The most consistently used adjective that I see in students’ evaluations of my teaching is “enthusiastic.” In my teaching across the curricular spectrum at various types of institutions (liberal arts colleges and research institutions), I convey to students my enthusiasm for the languages, cultures, and literatures of the Spanish-speaking world in order to craft a sense of community. A student-centered learning community engages a diversity of backgrounds to foster what ACTFL’s 2014 position statement calls “global competence” or, in the MLA 2007 report’s terms, “translingual and transcultural competence.” At all levels, I approach teaching through “decentering”—relativizing one’s own beliefs vis-à-vis another culture’s beliefs and practices—in order to cultivate critical awareness of Spanish (-American) and U.S. Latinx culture.
In beginning and intermediate language courses, I incorporate modules that appeal to students’ diverse learning style preferences. In my experience with both communicative and proficiency-oriented methods, each lesson engages students visually, aurally, and (when possible) tactilely or kinesthetically so that concepts are taught through one sense and reinforced through others. I maintain a student-centered classroom in which student input is maximized so that they take ownership of their own learning experience. Throughout my language courses, I contextualize linguistic concepts within an intercultural framework, preparing students for meaningful cultural exchanges in the target culture as well as for upper-level coursework.
As part of fostering intercultural communication, my courses strengthen students’ capacities to make an argument and support it. Across the curricular spectrum, I incorporate various steps of prewriting and revisions in order to emphasize writing as process. At beginning levels, students write in-class compositions that they then revise for grammar and content. In intermediate courses, students turn in weekly compositions for which the grading criteria—again for grammar and content—become increasingly rigorous as the weeks progress; the increased expectations ensure that students learn from their mistakes and incorporate more sophisticated structures over the course of the semester. In post-intermediate composition courses and in my senior seminars, I incorporate in-class writing workshops in which students edit each other’s papers, a process through which they learn to engage thoughtfully with others’ ideas. At this level I work with students to hone their descriptive, narrative, expository, and argumentative writings on issues related to culture of the Hispanophone world.
Since the learning styles of today’s students are informed by technology and emerging media, I regularly incorporate digital components into my courses. In addition to using YouTube clips and podcasts in class, I use digital elements for student assessment. Students in my Jewish Latin American film course worked in groups to create Video Essays analyzing common themes among multiple films discussed in the course. In my study abroad courses, intermediate students create blogs on topics relevant to Argentine culture to create a virtual museum. My film course on Spanish and Latin American film culminated in students’ creation of online film journals consisting of written and audiovisual elements analyzing the films studied; the projects allowed students to synthesize common themes from the semester using a variety of analytical and creative skills.
In my upper-level senior and graduate seminars, I draw from my own research to foster students’ transcultural competence.
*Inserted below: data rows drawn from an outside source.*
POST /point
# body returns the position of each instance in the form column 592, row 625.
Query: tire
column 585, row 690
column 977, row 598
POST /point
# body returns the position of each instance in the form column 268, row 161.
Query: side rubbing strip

My graduate seminar considered Latin American testimonio as a genre that engages with non-fiction writing as well as new forms of media. Testimonio is ideal to “decenter” students in light of the genre’s unique notions of knowledge formation, writing, and political participation. In my time as a junior faculty member, I have directed undergraduate thesis projects on an array of issues related to Latin American culture and have a strong commitment to fostering undergraduate research initiatives.
My training and experience in teaching across the curriculum have allowed me to engage students’ critical thinking and analytical skills, digital literacy, and cultural knowledge in such a way that engages other disciplines and resonates with other areas of students’ intellectual development.